While pursuing the Viet Cong, a helicopter gunship from the U.S. 68th Assault Helicopter Company was shot down and crashed in the Quang Giao rubber plantation, about four kilometres away from Bình Gia, killing four of its crewmen. On December 31, the U.S. Marines Advisory Group sent a team of four personnel, led by Captain Donald G. Cook, to Bình Gia to observe conditions on the battlefield. At the same time, the 4th Marine Battalion was ordered to locate the crashed helicopter and recover the bodies of the dead American crewmen. Acting against the advice of his American advisor, Major Nguyen Van Nho, commander of the 4th Marine Battalion, sent his 2/4th Marine Battalion company out to the Quang Giao rubber plantation. Unknown to the 4th Marine Battalion, the Viet Cong 271st Regiment had assembled in the plantation. About one hour after they had departed from the village of Bình Gia, the commander of the 2/4th Marine Battalion reported via radio that his troops had found the helicopter wreckage, and the bodies of four American crewmen. Shortly afterwards, the Viet Cong opened fire and the 2/4th Marine Battalion was forced to pull back. In an attempt to save the 2nd Company, the entire 4th Marine Battalion was sent out to confront the Viet Cong. As the lead element of the 4th Marine Battalion closed in on the Quang Giao rubber plantation, they were hit by accurate Viet Cong artillery fire, which was soon followed by repeated human wave attacks. Having absorbed heavy casualties from the Viet Cong’s ambush, the 2/4th Marine Battalion had to fight their way out of the plantation with their bayonets fixed. During the entire ordeal, the company did not receive artillery support because the plantation was beyond the range of 105mm artillery guns based in Phuoc Tuy and Baria. They however escaped with the crucial support of the U.S. aircraft and helicopters whose rocket attacks forced the enemy to pull back and halted their attempt at pursuit.
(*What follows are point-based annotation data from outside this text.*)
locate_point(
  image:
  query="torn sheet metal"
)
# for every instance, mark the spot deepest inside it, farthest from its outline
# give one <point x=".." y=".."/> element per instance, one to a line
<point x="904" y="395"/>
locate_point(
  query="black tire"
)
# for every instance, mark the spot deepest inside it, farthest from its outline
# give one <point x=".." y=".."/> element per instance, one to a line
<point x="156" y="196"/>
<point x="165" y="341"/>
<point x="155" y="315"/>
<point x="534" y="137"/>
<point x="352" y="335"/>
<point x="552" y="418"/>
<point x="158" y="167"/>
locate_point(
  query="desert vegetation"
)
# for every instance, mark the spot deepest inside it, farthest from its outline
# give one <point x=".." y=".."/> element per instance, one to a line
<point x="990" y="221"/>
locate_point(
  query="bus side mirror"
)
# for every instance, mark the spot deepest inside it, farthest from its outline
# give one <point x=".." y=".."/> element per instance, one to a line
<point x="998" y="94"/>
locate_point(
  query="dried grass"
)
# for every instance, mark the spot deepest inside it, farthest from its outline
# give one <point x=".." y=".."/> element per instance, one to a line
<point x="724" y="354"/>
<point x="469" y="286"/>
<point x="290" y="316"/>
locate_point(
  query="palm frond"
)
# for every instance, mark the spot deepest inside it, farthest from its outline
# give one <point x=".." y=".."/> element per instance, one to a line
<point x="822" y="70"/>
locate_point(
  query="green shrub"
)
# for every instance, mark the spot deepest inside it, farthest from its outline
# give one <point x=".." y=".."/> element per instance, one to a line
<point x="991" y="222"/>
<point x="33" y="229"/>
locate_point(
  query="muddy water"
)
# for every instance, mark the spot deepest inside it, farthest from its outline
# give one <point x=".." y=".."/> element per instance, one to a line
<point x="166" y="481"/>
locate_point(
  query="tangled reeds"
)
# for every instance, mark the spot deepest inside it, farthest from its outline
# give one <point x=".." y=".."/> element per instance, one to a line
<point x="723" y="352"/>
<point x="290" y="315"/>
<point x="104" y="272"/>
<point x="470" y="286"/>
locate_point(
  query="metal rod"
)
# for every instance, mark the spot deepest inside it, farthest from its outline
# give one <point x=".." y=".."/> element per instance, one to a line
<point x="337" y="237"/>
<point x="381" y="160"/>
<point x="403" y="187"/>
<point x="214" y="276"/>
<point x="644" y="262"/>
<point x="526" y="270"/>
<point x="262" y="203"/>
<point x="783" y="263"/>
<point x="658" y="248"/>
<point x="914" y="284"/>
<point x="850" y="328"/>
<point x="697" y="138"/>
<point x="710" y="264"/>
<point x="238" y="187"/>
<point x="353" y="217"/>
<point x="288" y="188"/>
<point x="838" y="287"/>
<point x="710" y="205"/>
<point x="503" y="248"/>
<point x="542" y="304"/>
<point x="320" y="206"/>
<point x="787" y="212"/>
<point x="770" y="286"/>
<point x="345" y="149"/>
In the morning of December 31, the 4th Marines Battalion returned to the crash site with the entire force and the American graves were located and their corpses were dug up. At about 3 pm, a single U.S. helicopter arrived on the battlefield to evacuate the casualties, but they only picked up the bodies of the four American crewmen, while South Vietnamese casualties were forced to wait for another helicopter to arrive. At 4 pm, Major Nguyen Van Nho ordered the 4th Marine Battalion to carry their casualties back to the village, instead of continuing to wait for the helicopters. As the 4th Marine Battalion began their return march, three Viet Cong battalions, with artillery support, suddenly attacked them from three directions. The battalion's commanding and executive officers were immediately killed and air support was not available. Two ARVN Marine companies managed to fight their way out of the ambush and back to Bình Gia, however the third was overrun and almost completely wiped out. The fourth company desperately held out at a hilltop against Viet Cong artillery barrages and large infantry charges, before slipping out through the enemy positions at dawn. The 4th Marines Battalion of 426 men lost a total of 117 soldiers killed, 71 wounded and 13 missing. Amongst the casualties were 35 officers of the 4th Marine Battalion killed in action, and the four American advisers attached to the unit were also wounded. Backed by U.S. Air Force bombers, on January 1 three battalions of ARVN Airborne reinforcements arrived, they were too late as most of the Viet Cong had already withdrawn from the battlefield.